Our war against the Turks, far from being based on demagogic and mutinous or selfish principles of the Greek Nation, is a national war, a sacred war, the sole purpose of which is the regaining of the rights of our personal liberty, property and honour. Despite the fact that today all the favoured and neighbouring peoples of Europe enjoy these rights, only the harsh and unprecedented oppression of the Ottomans attempted violently to eliminate and stifle these. As if we had less reasons from the other nations to be deprived of those rights or as if we were by nature inferior and more infamous to be considered unworthy of these rights and condemned to eternal slavery, to crawl like animals and automatically to the irrational desire of an unrelenting tyrant who had come from far away as a brigand and with no terms to subjugate us.

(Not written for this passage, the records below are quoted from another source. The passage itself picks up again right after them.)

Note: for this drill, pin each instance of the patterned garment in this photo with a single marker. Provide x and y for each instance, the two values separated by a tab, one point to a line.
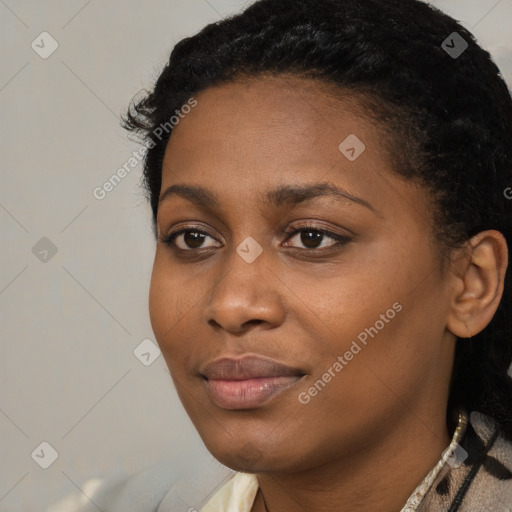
473	475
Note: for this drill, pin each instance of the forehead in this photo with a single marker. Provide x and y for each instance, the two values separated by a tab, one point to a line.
267	124
246	138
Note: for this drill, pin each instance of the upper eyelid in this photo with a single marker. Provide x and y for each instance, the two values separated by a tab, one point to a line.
289	232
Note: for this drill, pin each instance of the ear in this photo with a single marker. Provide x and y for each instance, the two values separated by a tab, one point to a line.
479	283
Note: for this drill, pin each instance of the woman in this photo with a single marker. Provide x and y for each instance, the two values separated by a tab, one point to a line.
328	181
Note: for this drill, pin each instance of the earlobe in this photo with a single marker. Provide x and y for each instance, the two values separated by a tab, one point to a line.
479	286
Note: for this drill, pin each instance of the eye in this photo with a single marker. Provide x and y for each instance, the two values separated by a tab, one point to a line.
312	236
190	237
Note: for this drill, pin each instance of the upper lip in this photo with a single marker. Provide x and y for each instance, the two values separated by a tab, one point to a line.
248	367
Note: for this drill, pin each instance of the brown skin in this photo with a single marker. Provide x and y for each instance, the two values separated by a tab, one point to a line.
372	434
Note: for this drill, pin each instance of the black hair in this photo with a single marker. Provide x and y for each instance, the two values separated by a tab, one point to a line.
446	106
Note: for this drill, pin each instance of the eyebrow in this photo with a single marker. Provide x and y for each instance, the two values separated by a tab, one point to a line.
281	195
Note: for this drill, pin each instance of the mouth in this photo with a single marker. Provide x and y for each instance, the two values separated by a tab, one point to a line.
249	382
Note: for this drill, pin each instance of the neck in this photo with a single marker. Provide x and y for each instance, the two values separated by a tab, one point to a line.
380	479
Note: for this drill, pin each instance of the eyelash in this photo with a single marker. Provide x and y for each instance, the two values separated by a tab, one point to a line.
340	239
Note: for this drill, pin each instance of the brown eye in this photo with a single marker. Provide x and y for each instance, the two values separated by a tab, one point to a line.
312	237
189	238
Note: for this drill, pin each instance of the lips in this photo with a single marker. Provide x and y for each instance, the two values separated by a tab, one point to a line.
249	382
249	367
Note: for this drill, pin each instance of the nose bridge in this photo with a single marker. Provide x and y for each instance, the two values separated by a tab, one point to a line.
241	292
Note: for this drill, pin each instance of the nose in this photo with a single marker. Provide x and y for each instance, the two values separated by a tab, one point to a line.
245	295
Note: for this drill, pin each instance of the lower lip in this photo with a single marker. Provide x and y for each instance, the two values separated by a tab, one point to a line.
249	393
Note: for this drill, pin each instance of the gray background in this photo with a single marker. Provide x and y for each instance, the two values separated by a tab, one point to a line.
70	323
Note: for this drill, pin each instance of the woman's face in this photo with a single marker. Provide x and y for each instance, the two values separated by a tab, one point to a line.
358	313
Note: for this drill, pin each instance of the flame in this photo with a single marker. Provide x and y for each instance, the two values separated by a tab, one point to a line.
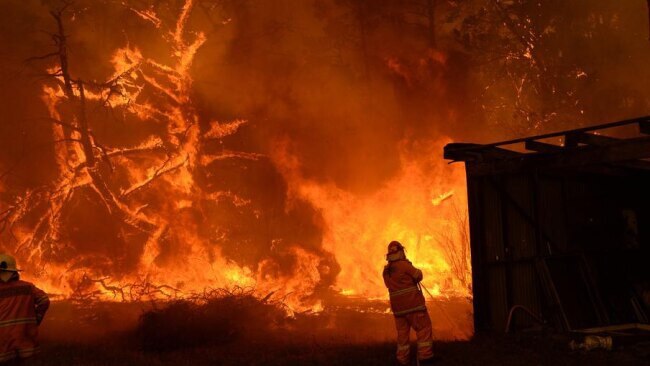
151	187
408	209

Rights which nature sowed deep in the heart of people and which the laws in accordance with nature established cannot be eliminated by three neither four, not even thousands and millions of centuries of tyranny. And if the violence or power crushes them temporarily, these, still new and indelible, can be restored and elevated by power, that is those which existed previously and centuries ago, rights that we did not cease defending with the arms within Greece as the times and conditions permitted.
Motivated by these principles of the natural rights, and intending to be equated with our other confreres, the European Christians, we started a war against the Turks. United we gave all together all the wars, we unanimously went to war against the Turks, after having decided either to succeed in our objective and be ruled by just laws or to perished entirely, judging life unworthy, we, the descendants of the glorious Nation of the Greeks, under this slavery, which resembles more that of the dumb animals than that of rational beings. [...]

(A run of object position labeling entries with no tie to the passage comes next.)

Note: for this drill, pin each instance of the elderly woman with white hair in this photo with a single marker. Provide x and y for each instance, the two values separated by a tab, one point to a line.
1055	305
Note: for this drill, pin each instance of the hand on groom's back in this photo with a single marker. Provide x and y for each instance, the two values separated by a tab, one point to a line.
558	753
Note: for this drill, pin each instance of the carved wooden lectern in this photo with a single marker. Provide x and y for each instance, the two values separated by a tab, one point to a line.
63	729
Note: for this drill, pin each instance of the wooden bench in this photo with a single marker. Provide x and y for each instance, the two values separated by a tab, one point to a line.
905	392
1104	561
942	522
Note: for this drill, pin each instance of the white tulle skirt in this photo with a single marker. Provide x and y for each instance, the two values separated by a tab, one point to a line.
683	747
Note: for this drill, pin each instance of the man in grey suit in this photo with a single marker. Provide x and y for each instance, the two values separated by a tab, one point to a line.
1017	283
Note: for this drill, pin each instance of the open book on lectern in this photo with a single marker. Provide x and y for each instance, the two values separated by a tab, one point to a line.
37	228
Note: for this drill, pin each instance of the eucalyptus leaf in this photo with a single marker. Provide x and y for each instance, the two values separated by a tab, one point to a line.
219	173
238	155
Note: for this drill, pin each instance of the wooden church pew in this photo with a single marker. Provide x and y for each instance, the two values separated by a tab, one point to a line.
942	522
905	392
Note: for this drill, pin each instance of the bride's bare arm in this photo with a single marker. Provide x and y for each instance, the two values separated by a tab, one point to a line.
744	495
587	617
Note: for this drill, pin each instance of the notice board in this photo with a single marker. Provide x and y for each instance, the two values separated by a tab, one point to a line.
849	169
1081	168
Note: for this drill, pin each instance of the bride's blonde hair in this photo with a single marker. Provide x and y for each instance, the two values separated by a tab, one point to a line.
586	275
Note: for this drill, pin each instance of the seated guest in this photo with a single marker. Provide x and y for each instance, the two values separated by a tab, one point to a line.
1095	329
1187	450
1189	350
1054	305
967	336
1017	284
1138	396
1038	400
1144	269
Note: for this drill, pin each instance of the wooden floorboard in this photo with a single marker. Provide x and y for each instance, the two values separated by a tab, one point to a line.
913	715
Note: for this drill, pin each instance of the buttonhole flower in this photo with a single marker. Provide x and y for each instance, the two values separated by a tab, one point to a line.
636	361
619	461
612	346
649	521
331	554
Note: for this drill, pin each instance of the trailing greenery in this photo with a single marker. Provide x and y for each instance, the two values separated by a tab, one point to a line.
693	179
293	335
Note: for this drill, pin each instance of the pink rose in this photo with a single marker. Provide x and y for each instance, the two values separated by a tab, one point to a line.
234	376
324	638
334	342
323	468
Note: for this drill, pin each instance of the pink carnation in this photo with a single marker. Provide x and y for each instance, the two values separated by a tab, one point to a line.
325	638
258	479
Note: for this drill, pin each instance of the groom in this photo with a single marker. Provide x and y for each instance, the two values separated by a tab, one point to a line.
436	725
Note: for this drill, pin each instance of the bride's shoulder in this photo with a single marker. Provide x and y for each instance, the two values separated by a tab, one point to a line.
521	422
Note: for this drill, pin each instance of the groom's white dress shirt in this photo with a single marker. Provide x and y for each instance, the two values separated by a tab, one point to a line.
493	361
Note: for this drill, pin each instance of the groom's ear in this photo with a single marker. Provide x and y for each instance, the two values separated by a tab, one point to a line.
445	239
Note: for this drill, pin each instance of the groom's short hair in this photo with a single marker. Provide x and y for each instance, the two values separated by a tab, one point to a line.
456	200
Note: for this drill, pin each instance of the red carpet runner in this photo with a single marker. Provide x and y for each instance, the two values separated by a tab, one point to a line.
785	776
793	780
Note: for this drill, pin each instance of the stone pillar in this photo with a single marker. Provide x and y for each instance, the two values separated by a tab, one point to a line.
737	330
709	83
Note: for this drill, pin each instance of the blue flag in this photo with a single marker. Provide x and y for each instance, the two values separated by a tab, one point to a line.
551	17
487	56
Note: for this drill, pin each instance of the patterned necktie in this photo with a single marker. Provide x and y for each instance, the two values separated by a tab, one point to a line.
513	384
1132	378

This is what the National Assembly declares to all Greeks, concluding with one point: that the work of the Assembly is completed and that the Assembly dissolves today. Moreover, the work and duty of the Greek people is to appear docile and submissive to the Laws and the executive Ministers of the Laws. The Greeks, you previously said that you do not want slavery and that the tyranny fades everyday from your heart. But the only peace among you and the true subjection to the Administration can consolidate your independence. May the almighty God elevate the ruled and the rulers, the entire Greek state, with His wisdom, so that they could acknowledge their true mutual interests. And to consolidate the much desired happiness of our common Country the first by providence, and the people by docility.
Epidauros, January 15. First National Assembly of Independence. 1822".
The complete text of the declaration of the First National Assembly is published, among others, in: D. Kokkinos, I elliniki epanastasis, vol. 2, Athens, Melissa Publications, 1974, p.383-385.